I am working on an app and I need the following behavior :
and
C :has_many B
C has_many A :through B
My goal is to find all the A objects that are related to a given 'a'
object, based on the fact that they have some Cs in common;
Here is how I'd do it :
related =
a.cs.each do |c|
related << c.as
end
related.uniq!
I am pretty sure this is not the good solutions : it makes a lot of
request, and there is just now way to "Order" the related objects by the
number of cs they have in common with a!
I am working on an app and I need the following behavior :
A :has_many B
A :has_many C :though B
and
C :has_many B
C has_many A :through B
My goal is to find all the A objects that are related to a given 'a'
object, based on the fact that they have some Cs in common;
Well the sql is probably along the lines of
Foo.find_by_sql( <<_SQL)
select related_foos.* from foos
inner join bs on bs.foo_id = foos.id
inner join cs on bs.c_id = cs.id
inner join bs as second_bs on second_bs.c_id = cs.id
inner_join foos as related_foos on related_foos.id = second_bs.foo_id
WHERE foos.id = 123
_SQL
(i've swapped A for Foo)
You could probably also do it via
A.find :all, :joins => {:b => {:c => {:b => :a}}}
but you'd have to remember how activerecord generates table aliases in
order to write your select clause.
That is excactly what I needed... However, I've got 2 questions :
performance: good, bad, vey bad?
And also, is there any way to "order" the list of related by number of
common Cs?
A.find :all, :joins => {:b => {:c => {:b => :a}}} gives all the element
that are related to any other element. Is there any way to have the same
thing with a specific element, without using the MySQL?

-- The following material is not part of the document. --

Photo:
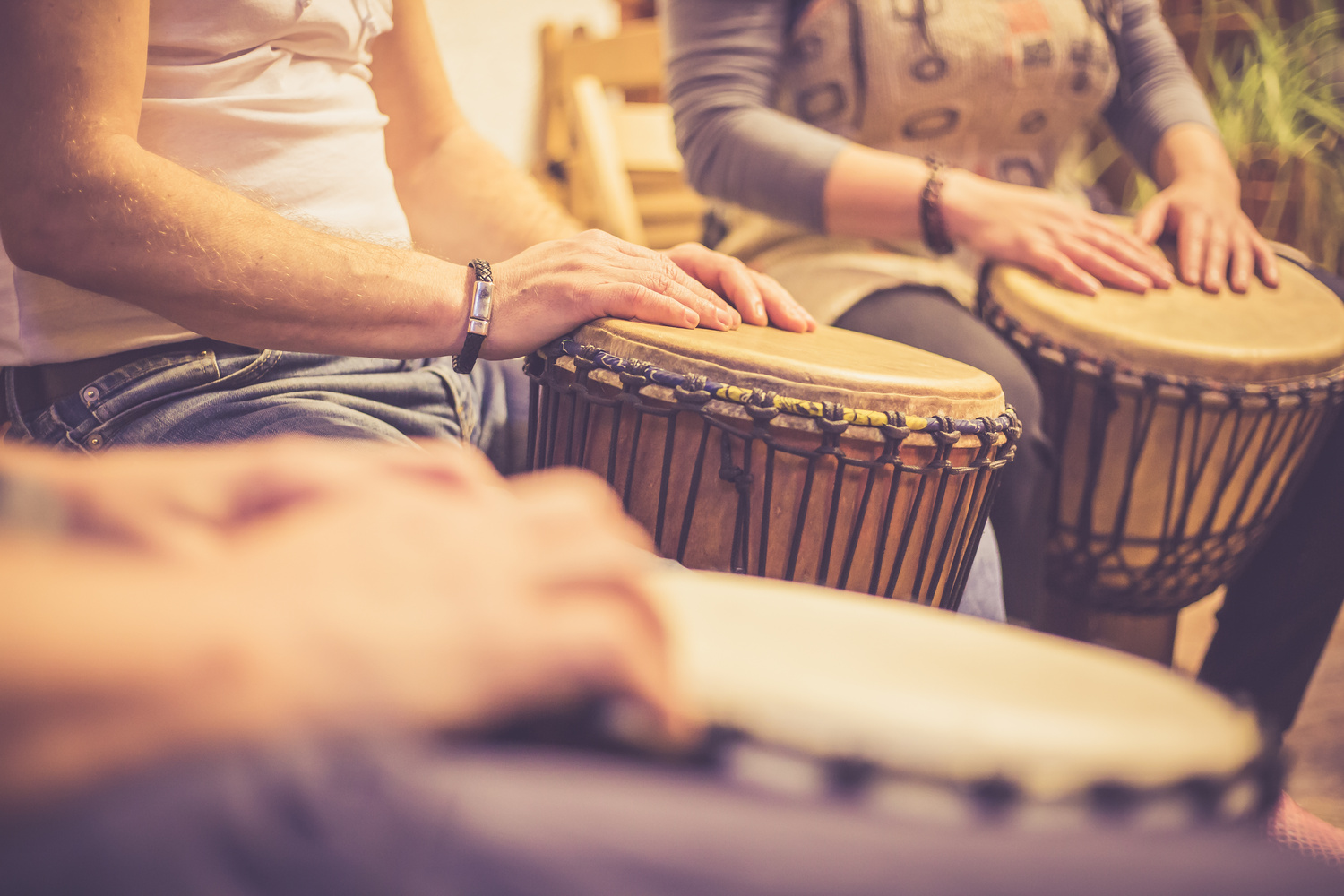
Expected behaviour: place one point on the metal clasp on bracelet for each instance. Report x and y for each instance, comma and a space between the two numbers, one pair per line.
480, 316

A.find :all, :joins => {:b => {:c => {:b => :a}}} gives all the
element
that are related to any other element. Is there any way to have the
same
thing with a specific element, without using the MySQL?
You just need to stick the appropriate conditions in (but to do that
properly you need to remember how activerecord aliases tables (so that
you can disambiguate between the first and the second join of a) and I
can't remember the rules off the top of my head.